The Brightwork Ensemble provided the musical forces for The Double and included a piano, violin, cello, flute, clarinet and percussion. These were ranged along the back of the stage and directed by Marc Lowenstein. The stage was otherwise bare with no scenery so that the cast of just four singers had to carry the text, the plot and provide all the action. A full-size screen provided for projections and the sound engineering and lighting were under the capable direction Nicholas Tipp and Alejandro Melendez, respectively.

Throughout The Double, composer Ivanova kept the musicians busy with moving lines and plenty of notes while astutely giving the singers long, sustained tones that arc above the active texture of the accompaniment. This allowed for a clear delivery of their lines as well as space for greater dramatic expression. The sung text was projected at the top of the screen and this was helpful even though all the sounds were well balanced and the miked-up singers were almost always intelligible.

As the plot unfolds, Noth’s fellow office worker, Klara, sung by soprano Anna Schubert, also begins the new therapy in an attempt to exchange her dull life for “money, power, freedom and adventure.” Meanwhile, as Noth continues his emotional decline, a better version of him has actually emerged in the form of a physical Double. The casting of the elegant and taller Timur is inspired here – the extraordinary range of his voice gives the Double a vaguely alien presence. Klara, who is becoming more assertive through her therapy, meets the Double and is immediately attracted to him. Eventually, Klara and the Double marry in a ceremony presided over by the Therapist and witnessed by the heartbroken Noth. The Therapist binds Klara and the Double together with a long scarf, even as Klara sings powerfully about attaining wealth and freedom. This moment briefly recalls Das Rheingold when Alberich finally attains power and wealth, but must forfeit love. As the opera ends, Noth is reduced to ‘Noth ing’, now completely broken down by the therapy while his life has been appropriated by his better Double.

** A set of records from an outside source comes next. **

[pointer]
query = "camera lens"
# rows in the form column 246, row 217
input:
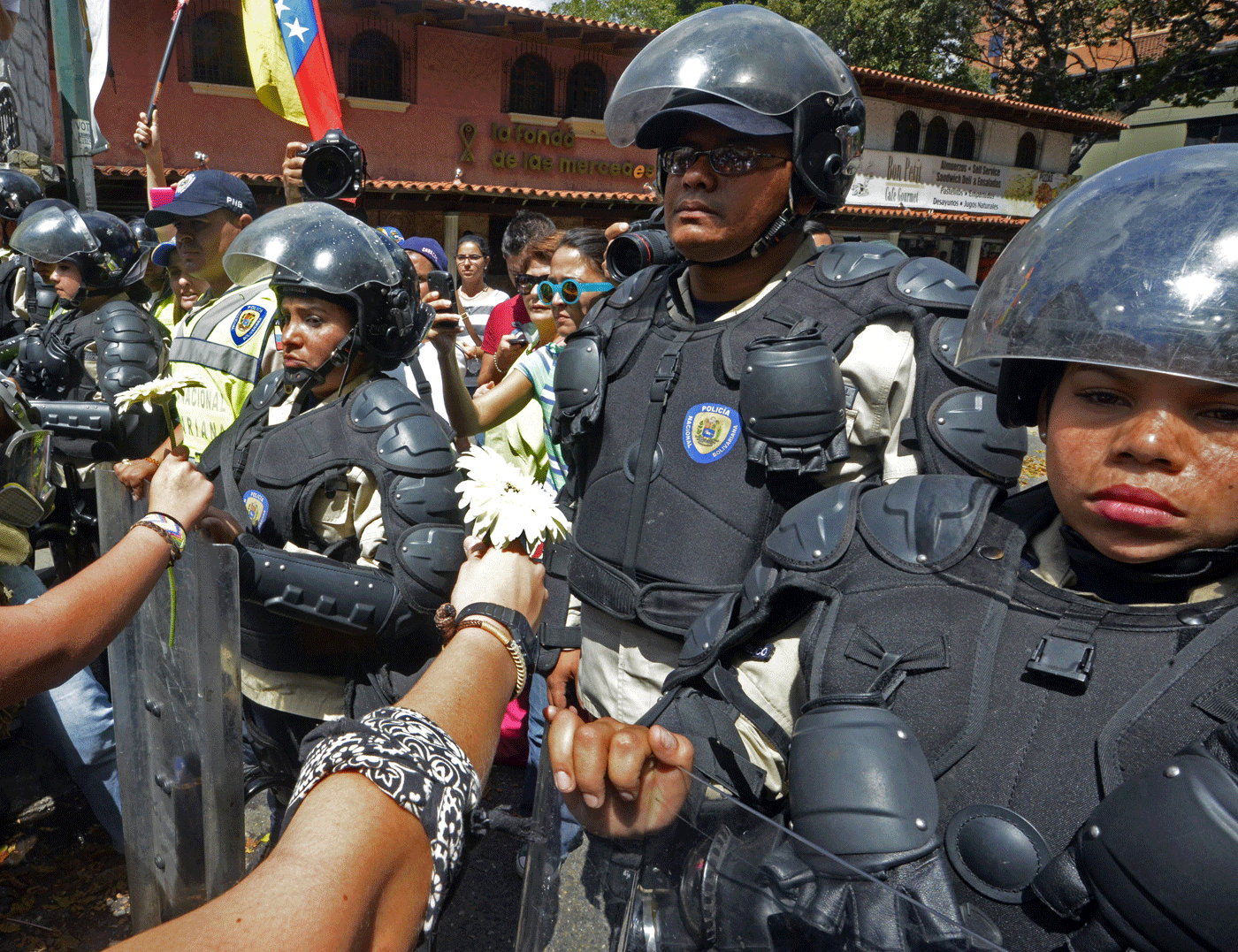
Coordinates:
column 637, row 250
column 327, row 172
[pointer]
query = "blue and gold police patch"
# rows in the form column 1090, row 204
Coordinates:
column 709, row 431
column 256, row 506
column 248, row 320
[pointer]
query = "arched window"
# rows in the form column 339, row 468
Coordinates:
column 965, row 141
column 585, row 90
column 532, row 87
column 906, row 133
column 374, row 67
column 936, row 136
column 219, row 50
column 1027, row 155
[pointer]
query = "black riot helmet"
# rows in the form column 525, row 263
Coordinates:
column 318, row 250
column 749, row 57
column 1133, row 268
column 16, row 192
column 101, row 246
column 148, row 237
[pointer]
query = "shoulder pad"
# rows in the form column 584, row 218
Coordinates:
column 123, row 321
column 427, row 498
column 381, row 401
column 633, row 287
column 935, row 285
column 854, row 262
column 416, row 445
column 926, row 522
column 814, row 534
column 944, row 340
column 965, row 423
column 268, row 392
column 579, row 373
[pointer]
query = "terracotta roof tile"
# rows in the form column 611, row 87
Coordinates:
column 872, row 80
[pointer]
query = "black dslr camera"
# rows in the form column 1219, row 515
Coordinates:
column 643, row 244
column 334, row 167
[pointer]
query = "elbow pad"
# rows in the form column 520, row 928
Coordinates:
column 1157, row 862
column 319, row 590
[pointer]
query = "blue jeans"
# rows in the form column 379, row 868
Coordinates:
column 569, row 830
column 73, row 723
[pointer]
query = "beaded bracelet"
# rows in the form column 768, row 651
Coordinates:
column 172, row 531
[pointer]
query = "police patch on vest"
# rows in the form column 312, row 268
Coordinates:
column 247, row 322
column 256, row 506
column 709, row 431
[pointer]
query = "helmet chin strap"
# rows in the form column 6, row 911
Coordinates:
column 305, row 379
column 786, row 222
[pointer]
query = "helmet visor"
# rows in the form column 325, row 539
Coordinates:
column 1135, row 268
column 322, row 246
column 746, row 55
column 53, row 234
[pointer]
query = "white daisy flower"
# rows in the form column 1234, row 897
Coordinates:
column 504, row 504
column 160, row 390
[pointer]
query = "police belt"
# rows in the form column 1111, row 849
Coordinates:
column 668, row 606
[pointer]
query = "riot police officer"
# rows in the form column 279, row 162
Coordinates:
column 706, row 398
column 99, row 343
column 340, row 483
column 1020, row 711
column 19, row 283
column 226, row 339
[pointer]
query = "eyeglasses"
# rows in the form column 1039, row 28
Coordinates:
column 726, row 160
column 569, row 290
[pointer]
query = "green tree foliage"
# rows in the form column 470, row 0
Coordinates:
column 1064, row 52
column 924, row 39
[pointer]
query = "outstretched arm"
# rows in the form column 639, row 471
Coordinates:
column 353, row 869
column 47, row 640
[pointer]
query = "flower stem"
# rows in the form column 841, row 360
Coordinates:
column 171, row 426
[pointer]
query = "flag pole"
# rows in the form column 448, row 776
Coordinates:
column 167, row 58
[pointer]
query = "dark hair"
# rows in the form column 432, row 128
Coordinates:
column 591, row 243
column 523, row 228
column 540, row 249
column 482, row 244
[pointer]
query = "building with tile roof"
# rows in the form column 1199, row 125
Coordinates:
column 470, row 110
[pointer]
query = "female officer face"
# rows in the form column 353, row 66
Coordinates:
column 1144, row 466
column 312, row 331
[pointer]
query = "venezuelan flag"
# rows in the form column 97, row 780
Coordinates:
column 288, row 59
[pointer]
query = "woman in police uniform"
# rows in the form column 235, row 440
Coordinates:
column 338, row 483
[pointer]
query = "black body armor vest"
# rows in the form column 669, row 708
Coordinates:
column 1025, row 697
column 269, row 476
column 708, row 432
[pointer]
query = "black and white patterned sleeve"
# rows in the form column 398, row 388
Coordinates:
column 415, row 763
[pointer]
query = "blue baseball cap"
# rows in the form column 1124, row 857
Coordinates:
column 202, row 192
column 427, row 247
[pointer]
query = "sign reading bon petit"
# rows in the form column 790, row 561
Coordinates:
column 953, row 185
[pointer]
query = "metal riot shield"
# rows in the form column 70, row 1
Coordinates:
column 730, row 880
column 179, row 726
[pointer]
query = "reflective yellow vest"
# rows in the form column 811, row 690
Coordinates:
column 222, row 343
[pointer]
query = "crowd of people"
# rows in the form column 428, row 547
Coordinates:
column 798, row 565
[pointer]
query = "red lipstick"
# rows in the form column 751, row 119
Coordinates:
column 1135, row 506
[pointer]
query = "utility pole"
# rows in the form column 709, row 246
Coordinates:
column 72, row 67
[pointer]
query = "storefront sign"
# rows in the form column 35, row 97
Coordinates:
column 952, row 185
column 509, row 156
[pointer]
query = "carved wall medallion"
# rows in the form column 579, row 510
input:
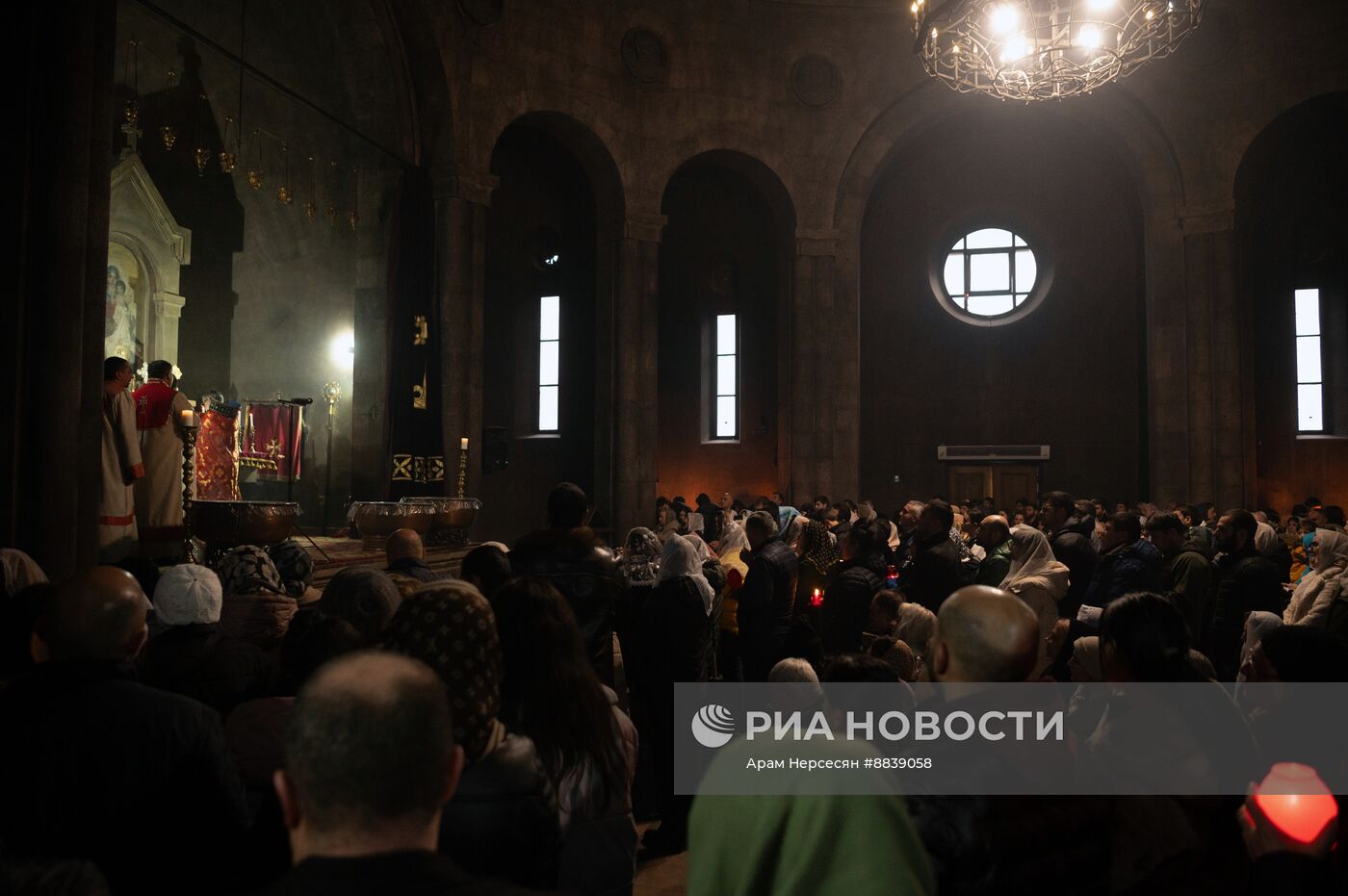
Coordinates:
column 644, row 57
column 816, row 81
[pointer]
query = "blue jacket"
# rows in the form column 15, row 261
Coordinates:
column 1134, row 568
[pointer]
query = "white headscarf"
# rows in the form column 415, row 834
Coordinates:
column 734, row 539
column 20, row 572
column 1264, row 536
column 1034, row 563
column 188, row 595
column 1316, row 590
column 678, row 559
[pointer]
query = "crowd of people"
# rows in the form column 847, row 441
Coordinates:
column 233, row 728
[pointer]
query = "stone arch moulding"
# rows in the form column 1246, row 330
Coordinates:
column 589, row 148
column 141, row 221
column 759, row 174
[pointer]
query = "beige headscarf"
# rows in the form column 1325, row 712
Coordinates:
column 20, row 570
column 1034, row 565
column 1316, row 590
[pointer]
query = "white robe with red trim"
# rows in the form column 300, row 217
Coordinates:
column 159, row 494
column 120, row 469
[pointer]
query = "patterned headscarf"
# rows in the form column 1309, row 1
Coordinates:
column 188, row 595
column 364, row 597
column 449, row 626
column 680, row 561
column 640, row 555
column 248, row 570
column 294, row 565
column 817, row 548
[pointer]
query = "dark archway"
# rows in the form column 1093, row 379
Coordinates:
column 1069, row 373
column 1291, row 235
column 725, row 251
column 541, row 242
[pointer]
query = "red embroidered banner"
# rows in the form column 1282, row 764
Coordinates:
column 218, row 457
column 272, row 440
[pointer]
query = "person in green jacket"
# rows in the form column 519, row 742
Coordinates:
column 1186, row 576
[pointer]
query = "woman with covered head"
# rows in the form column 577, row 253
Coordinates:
column 586, row 744
column 1038, row 579
column 1323, row 582
column 189, row 653
column 503, row 817
column 364, row 597
column 735, row 543
column 256, row 606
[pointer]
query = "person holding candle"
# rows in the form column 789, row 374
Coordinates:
column 162, row 413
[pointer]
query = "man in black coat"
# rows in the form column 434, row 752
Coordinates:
column 96, row 765
column 1069, row 536
column 570, row 556
column 1246, row 581
column 846, row 602
column 370, row 763
column 934, row 572
column 765, row 610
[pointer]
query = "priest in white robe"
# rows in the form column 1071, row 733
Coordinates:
column 121, row 464
column 159, row 410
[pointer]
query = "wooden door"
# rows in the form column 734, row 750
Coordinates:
column 970, row 482
column 1014, row 482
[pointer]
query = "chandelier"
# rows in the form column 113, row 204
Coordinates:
column 1045, row 49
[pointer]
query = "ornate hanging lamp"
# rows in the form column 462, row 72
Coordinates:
column 1045, row 49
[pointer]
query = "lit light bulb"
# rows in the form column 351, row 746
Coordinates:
column 1003, row 17
column 1015, row 50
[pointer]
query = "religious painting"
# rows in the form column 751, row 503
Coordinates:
column 118, row 327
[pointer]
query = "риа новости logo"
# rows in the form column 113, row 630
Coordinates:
column 713, row 725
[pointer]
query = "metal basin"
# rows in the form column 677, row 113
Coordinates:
column 380, row 519
column 448, row 512
column 222, row 525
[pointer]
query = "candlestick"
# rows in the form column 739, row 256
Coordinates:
column 462, row 468
column 189, row 445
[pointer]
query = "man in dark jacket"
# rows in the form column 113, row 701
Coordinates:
column 1128, row 562
column 1069, row 536
column 934, row 572
column 765, row 610
column 407, row 558
column 1246, row 582
column 846, row 602
column 1186, row 576
column 96, row 765
column 370, row 763
column 570, row 556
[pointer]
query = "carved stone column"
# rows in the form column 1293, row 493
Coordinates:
column 636, row 387
column 461, row 202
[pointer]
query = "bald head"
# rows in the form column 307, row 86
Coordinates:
column 98, row 615
column 370, row 745
column 994, row 531
column 984, row 635
column 403, row 545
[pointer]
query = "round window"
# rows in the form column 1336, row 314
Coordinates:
column 990, row 272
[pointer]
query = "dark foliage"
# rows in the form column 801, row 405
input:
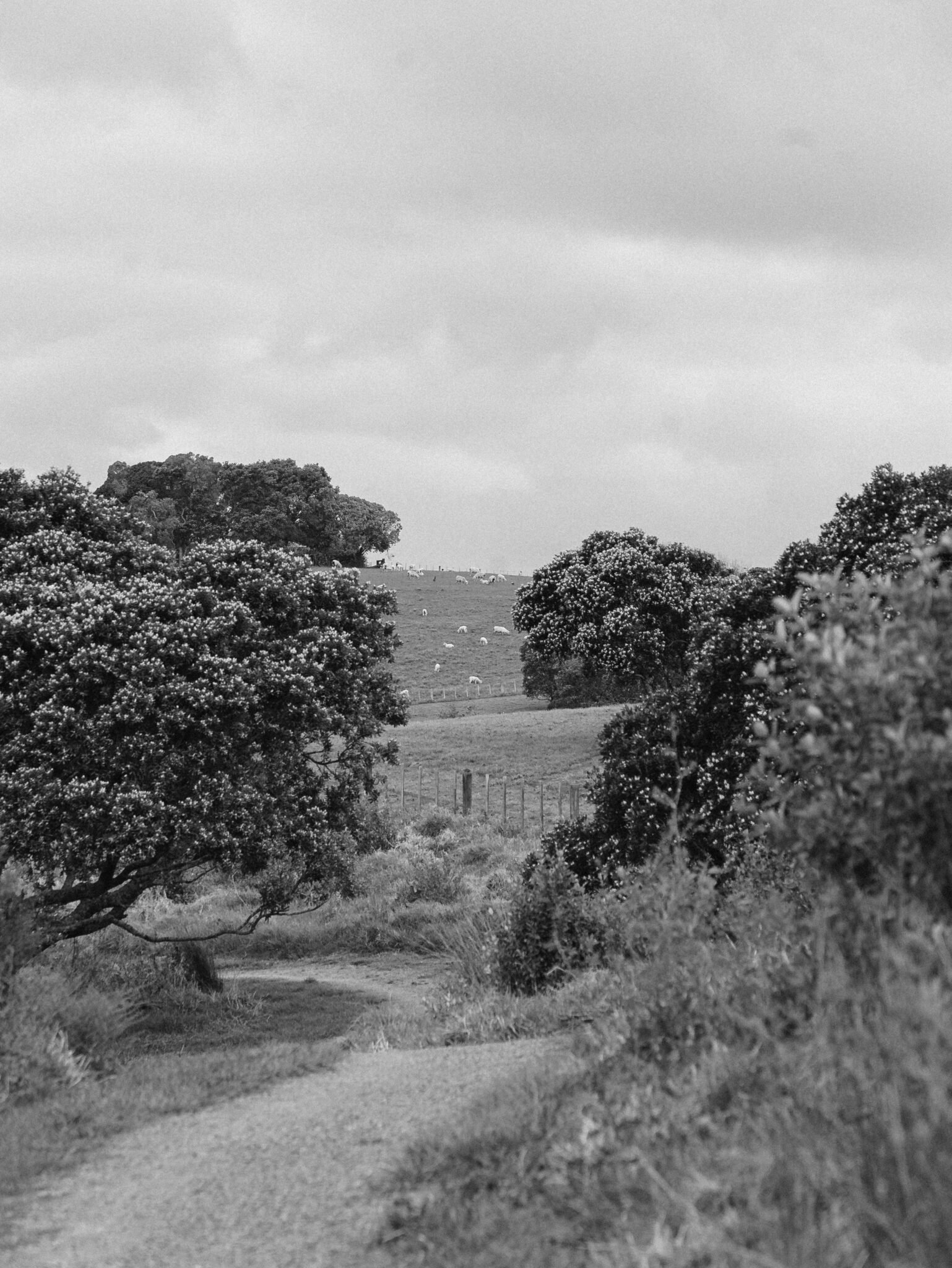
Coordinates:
column 617, row 617
column 159, row 716
column 191, row 498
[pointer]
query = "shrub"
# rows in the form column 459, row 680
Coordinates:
column 373, row 828
column 859, row 773
column 431, row 880
column 476, row 854
column 434, row 823
column 552, row 930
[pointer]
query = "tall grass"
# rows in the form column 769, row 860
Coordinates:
column 748, row 1097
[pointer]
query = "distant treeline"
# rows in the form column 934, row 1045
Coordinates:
column 191, row 498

The Double is a beautifully precise and masterful work with careful attention to every aspect of the production. Dr. Ivanova’s music is exquisitely detailed, agile and always informing the action. The accompaniment provided by the Brightwork Ensemble was clear-cut and nimble, instantly changing direction as needed to support the emotions of the moment on stage. The singing was confident, assured and delivered with great expression. The costume design by Lena Sands and make-up had just the right balance between the imaginary and the real. Even the staged movements of the cast more than made up for the absence of impressive scenery. The sound and lighting complimented the production completely and the direction by Alexander Gedeon brought out the best in an already talented cast. As seen on Times Union, it is gratifying to know that serious opera can be staged with such splendid results without requiring huge financial resources. Congratulations to Synchromy for stepping up to the challenge.

While the music, staging and libretto are all artistically impressive, they also invite the audience to consider deeper questions layered within this compelling story. As Librettist Sarah LaBrie writes: “When Vera Ivanova approached me with this project, my first thought was that this story would offer an incredible opportunity to play with the concept of identity and the way it changes as our lives migrate increasingly online. Now, however, I’ve come to understand that the significance of The Double to our current cultural moment runs much deeper than that. In 2022, many of us are coming to terms with what it means to be a citizen of a country founded on a dream that clashes glaringly with the reality many of us confront.”

The Double brilliantly accomplishes what opera is meant to do: engage the audience to think about the wider consequences of progress and new technology on human relationships.